He did his residency and initial rheumatology fellowship at the Wadsworth VA Hospital in Los Angeles and the University of California, Los Angeles Medical Center. While stationed at Travis Air Force Base from 1963–1965, Dr. Schumacher established a relationship with Ephraim Engelman, MD, chief of rheumatology at the University of California, San Francisco (UCSF), who, he says, “was willing to let a ‘young punk’ with just one year of fellowship” drive from the Air Force Base just outside Fairfield, Calif., to the UCSF lab to continue his investigations into the arthritis-complicating hemochromatosis that had been the subject of one of his first papers.
Following his military service, it was on to another fellowship in rheumatology at Robert Breck Brigham Hospital and Harvard Medical School, both in Boston, where he learned electron microscopy from basic scientist Guido Majno, MD. And that, says Dr. Schumacher, was a major “A-ha!” scientific moment for him. He had latched onto the idea of investigating the pathology of the joint earlier while at the Wadsworth VA with Carl Pearson, MD, who was “looking mostly at muscle, but who was very influential for me,” he says. But it was in Boston that Dr. Schumacher realized he could utilize the then-new technology of the electron microscope and “look through it at very early arthritis, to try to find out its causes.”

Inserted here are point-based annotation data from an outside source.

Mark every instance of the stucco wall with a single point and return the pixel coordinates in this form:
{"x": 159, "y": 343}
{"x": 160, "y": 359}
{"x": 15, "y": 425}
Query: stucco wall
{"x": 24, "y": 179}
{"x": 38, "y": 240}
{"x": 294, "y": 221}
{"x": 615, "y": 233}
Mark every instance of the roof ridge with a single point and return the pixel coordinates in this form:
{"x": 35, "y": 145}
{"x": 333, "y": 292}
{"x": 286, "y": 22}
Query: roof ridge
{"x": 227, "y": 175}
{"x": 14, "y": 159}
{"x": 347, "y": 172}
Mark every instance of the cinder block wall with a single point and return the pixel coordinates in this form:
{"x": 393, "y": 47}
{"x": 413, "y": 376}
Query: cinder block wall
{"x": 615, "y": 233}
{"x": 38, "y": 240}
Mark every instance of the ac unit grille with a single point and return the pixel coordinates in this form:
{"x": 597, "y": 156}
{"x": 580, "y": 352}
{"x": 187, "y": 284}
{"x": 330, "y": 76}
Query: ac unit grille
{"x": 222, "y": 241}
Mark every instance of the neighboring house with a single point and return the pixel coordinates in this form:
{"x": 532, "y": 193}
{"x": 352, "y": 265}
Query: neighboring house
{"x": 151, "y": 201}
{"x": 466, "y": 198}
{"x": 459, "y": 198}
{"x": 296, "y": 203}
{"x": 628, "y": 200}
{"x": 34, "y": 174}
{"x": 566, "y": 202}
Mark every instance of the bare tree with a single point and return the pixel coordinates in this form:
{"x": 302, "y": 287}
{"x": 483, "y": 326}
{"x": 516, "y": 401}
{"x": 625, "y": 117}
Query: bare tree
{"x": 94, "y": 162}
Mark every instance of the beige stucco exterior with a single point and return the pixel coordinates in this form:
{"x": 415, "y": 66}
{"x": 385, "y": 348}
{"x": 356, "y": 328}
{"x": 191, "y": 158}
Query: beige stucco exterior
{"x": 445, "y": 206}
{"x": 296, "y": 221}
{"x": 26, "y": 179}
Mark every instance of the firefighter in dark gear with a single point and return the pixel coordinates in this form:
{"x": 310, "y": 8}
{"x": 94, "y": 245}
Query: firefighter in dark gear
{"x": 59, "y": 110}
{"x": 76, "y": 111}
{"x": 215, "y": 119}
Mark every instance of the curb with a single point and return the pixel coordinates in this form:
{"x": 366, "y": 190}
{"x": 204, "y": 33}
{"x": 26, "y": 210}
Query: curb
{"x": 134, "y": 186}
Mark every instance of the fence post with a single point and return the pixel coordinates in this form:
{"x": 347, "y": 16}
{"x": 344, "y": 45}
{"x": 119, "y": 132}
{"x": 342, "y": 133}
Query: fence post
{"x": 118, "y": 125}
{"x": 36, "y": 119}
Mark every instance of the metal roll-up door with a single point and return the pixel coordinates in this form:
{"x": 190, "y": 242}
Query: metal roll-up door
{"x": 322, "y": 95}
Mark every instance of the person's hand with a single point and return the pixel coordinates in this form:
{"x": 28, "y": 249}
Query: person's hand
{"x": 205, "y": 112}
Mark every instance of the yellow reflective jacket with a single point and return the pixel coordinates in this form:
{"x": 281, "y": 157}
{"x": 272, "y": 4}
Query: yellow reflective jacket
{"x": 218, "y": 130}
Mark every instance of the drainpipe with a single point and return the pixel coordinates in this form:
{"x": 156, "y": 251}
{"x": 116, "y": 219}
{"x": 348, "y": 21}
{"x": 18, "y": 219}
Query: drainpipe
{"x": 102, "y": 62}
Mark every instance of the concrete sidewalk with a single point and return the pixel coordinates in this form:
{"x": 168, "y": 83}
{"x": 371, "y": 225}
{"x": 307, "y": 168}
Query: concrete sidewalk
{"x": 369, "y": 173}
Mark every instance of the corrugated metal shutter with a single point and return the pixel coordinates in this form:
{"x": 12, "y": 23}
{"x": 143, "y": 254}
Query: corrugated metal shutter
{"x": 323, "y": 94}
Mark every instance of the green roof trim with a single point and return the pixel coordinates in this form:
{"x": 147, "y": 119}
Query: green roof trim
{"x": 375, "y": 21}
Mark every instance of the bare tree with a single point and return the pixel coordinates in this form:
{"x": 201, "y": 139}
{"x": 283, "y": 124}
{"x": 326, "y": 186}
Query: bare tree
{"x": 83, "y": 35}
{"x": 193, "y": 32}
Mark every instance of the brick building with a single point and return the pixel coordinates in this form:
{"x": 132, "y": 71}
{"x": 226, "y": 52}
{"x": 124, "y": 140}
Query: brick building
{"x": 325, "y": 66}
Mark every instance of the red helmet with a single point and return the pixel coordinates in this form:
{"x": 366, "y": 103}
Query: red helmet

Many of Dr. Schumacher’s research papers emanated from his exploration of the synovium and the synovial fluid in rheumatoid arthritis. But then, as is often the case with scientific discovery, he began discovering other things besides the still-elusive causes of rheumatoid arthritis—such as nucleic acids of Chlamydia and other bacteria in the synovium despite negative cultures in reactive arthritis.4 Dr. Schumacher relentlessly pursued the causes of a host of other diseases throughout his career, including osteoarthritis and other metabolic arthropopathies and endocrinopathies.
A Beehive of Activity
The bulk of that research took place at Penn, Dr. Schumacher’s alma mater, after he joined the faculty in 1967 under Joe Hollander, MD, and was named chief of the arthritis section at the VA Medical Center, a post he held for more than 30 years. He built an effective, stable research team with one technician-collaborator, Gilda Clayburne, MLT, who has now worked with him for 40 years. His faculty and administrative appointments also attest to his multiple talents. He has held professorships in the School of Veterinary Medicine (developing a model for gout in dogs’ knees and studying a spontaneous rheumatoid-like arthritis in dogs); in the department of orthopedic surgery (studying factors involved in joint implant loosening); and was a visiting scholar at National Institute of Arthritis, Musculoskeletal, and Skin Disease from 1994–1999, where he did synovial biopsies and established an early arthritis cohort.